Peyton sweatdropped. "How long did he TALK to y'all?"

"At least a couple hours. It was fun."

"Jeez, that's an easy 80 bucks in long-distance fees," Peyton muttered to herself.

"Yeah, I know! I was impressed."

"You weren't supposed to hear that, I was thinking out loud," she accused.

"Yeah, well, sorry. I can't help it I have amazing bionic hearing. Hey, you mind if I get all sappy on you for a second?"

"Yes, I do."

"Well, I'm going to anyway. I don't care if he passed Mark and Seth's test or not (though I'm sure he did), any guy that calls up his girlfriend's jailed godfather, whom he's never met, to wish him merry Christmas and talk to his inmates for at least two hours is alright by me. In fact, I think I'll tell Mark that when he finally talks to me."

Peyton paused before answering. Something about Cameron's little speech made her get an idea. A horribly stupid, yet probably totally worth it idea. "Cameron?"

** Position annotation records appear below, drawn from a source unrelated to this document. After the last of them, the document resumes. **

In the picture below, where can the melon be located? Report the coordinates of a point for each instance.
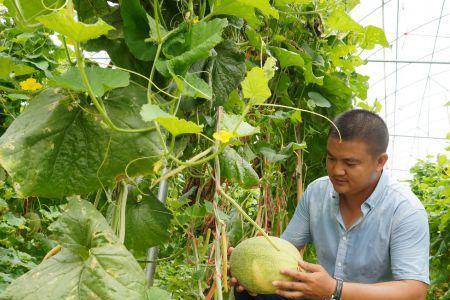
(256, 263)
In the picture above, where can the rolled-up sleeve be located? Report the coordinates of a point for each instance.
(410, 244)
(298, 232)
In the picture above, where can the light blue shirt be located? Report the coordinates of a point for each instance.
(389, 242)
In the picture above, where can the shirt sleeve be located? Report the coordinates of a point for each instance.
(410, 244)
(297, 232)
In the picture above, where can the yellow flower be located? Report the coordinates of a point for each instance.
(157, 166)
(223, 136)
(30, 85)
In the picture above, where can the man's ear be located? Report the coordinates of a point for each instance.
(381, 161)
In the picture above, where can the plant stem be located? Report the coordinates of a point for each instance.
(197, 267)
(247, 217)
(191, 162)
(123, 204)
(304, 110)
(67, 52)
(97, 104)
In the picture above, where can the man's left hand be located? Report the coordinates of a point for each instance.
(317, 284)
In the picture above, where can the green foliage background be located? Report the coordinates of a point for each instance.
(220, 100)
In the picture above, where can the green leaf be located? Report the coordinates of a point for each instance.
(341, 21)
(270, 66)
(372, 36)
(78, 31)
(270, 154)
(9, 65)
(234, 168)
(147, 223)
(227, 71)
(199, 41)
(55, 148)
(179, 126)
(150, 112)
(287, 58)
(234, 103)
(157, 293)
(359, 84)
(136, 29)
(319, 100)
(296, 2)
(88, 10)
(154, 29)
(194, 86)
(229, 122)
(255, 86)
(310, 77)
(104, 269)
(173, 124)
(25, 12)
(101, 79)
(245, 9)
(121, 56)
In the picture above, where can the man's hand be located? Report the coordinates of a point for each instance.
(234, 281)
(317, 284)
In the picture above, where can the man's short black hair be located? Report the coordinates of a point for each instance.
(362, 125)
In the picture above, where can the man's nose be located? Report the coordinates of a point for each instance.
(338, 169)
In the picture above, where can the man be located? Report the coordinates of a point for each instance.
(371, 235)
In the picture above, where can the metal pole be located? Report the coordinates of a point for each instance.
(410, 61)
(152, 253)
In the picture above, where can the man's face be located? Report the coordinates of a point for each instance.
(351, 167)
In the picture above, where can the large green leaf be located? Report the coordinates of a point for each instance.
(8, 65)
(121, 56)
(193, 86)
(136, 29)
(25, 12)
(100, 79)
(228, 70)
(55, 148)
(236, 169)
(288, 58)
(199, 41)
(78, 31)
(147, 223)
(319, 100)
(245, 9)
(174, 125)
(92, 9)
(229, 123)
(310, 77)
(104, 269)
(255, 86)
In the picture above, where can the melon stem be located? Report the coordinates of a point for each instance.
(247, 217)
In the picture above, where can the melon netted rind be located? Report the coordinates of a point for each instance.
(256, 263)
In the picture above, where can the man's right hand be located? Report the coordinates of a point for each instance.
(234, 281)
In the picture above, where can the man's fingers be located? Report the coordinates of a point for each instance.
(291, 294)
(295, 274)
(240, 288)
(309, 266)
(289, 285)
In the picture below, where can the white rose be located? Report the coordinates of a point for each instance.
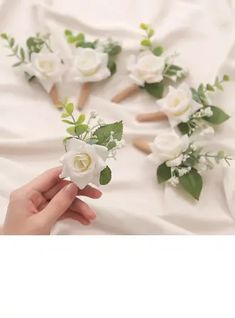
(89, 65)
(83, 163)
(178, 104)
(146, 68)
(168, 146)
(47, 67)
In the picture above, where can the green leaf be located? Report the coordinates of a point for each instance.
(210, 88)
(4, 36)
(104, 132)
(158, 50)
(68, 32)
(111, 145)
(192, 183)
(71, 130)
(105, 176)
(112, 66)
(114, 50)
(151, 33)
(67, 122)
(184, 128)
(71, 39)
(146, 42)
(155, 89)
(163, 173)
(69, 108)
(144, 26)
(218, 84)
(22, 54)
(65, 115)
(80, 37)
(171, 70)
(12, 42)
(195, 96)
(81, 119)
(226, 78)
(80, 129)
(218, 117)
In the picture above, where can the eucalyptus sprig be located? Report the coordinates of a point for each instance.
(91, 129)
(171, 71)
(112, 48)
(33, 44)
(147, 41)
(208, 114)
(16, 50)
(188, 174)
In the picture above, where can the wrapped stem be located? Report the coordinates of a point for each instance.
(127, 92)
(84, 95)
(142, 145)
(151, 117)
(55, 95)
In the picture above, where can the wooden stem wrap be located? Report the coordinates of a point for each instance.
(54, 95)
(84, 95)
(142, 145)
(127, 92)
(151, 117)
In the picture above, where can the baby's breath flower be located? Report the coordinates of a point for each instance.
(174, 181)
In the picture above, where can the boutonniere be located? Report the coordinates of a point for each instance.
(93, 61)
(38, 61)
(150, 69)
(89, 144)
(190, 109)
(180, 161)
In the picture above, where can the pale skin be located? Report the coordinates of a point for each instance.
(38, 205)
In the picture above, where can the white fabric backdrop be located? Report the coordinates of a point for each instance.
(203, 31)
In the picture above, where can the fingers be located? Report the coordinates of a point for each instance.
(91, 192)
(45, 181)
(59, 204)
(88, 191)
(81, 207)
(55, 189)
(75, 216)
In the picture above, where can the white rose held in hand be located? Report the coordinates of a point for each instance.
(83, 163)
(168, 146)
(90, 65)
(47, 68)
(178, 104)
(89, 144)
(146, 68)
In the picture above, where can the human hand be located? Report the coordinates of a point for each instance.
(38, 205)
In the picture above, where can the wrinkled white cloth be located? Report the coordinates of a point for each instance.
(202, 31)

"Peyton, have fun, Merry Christmas. Now go fix whatever you did wrong!"

She sweatdropped. "I didn't do anything wrong, I'm just about to do something incredibly stupid. Do you mind if I blame it on you?"

"Nope. What's the worst that could happen? I'm already in jail," he pointed out with a laugh.

"Good point. I'm handing the phone over to Linds, alright?"

"Alright. Love you. Have fun wreaking havoc, alright?"

"Always! Love you too. Bye."

With that, she placed her hand over the receiver end. "Linds! Phone!" After her sister took the phone, Peyton ran upstairs, then stopped halfway up.

"Hey, dad?"

"Yeah?"

"Is it too late to say I'm going to camp?"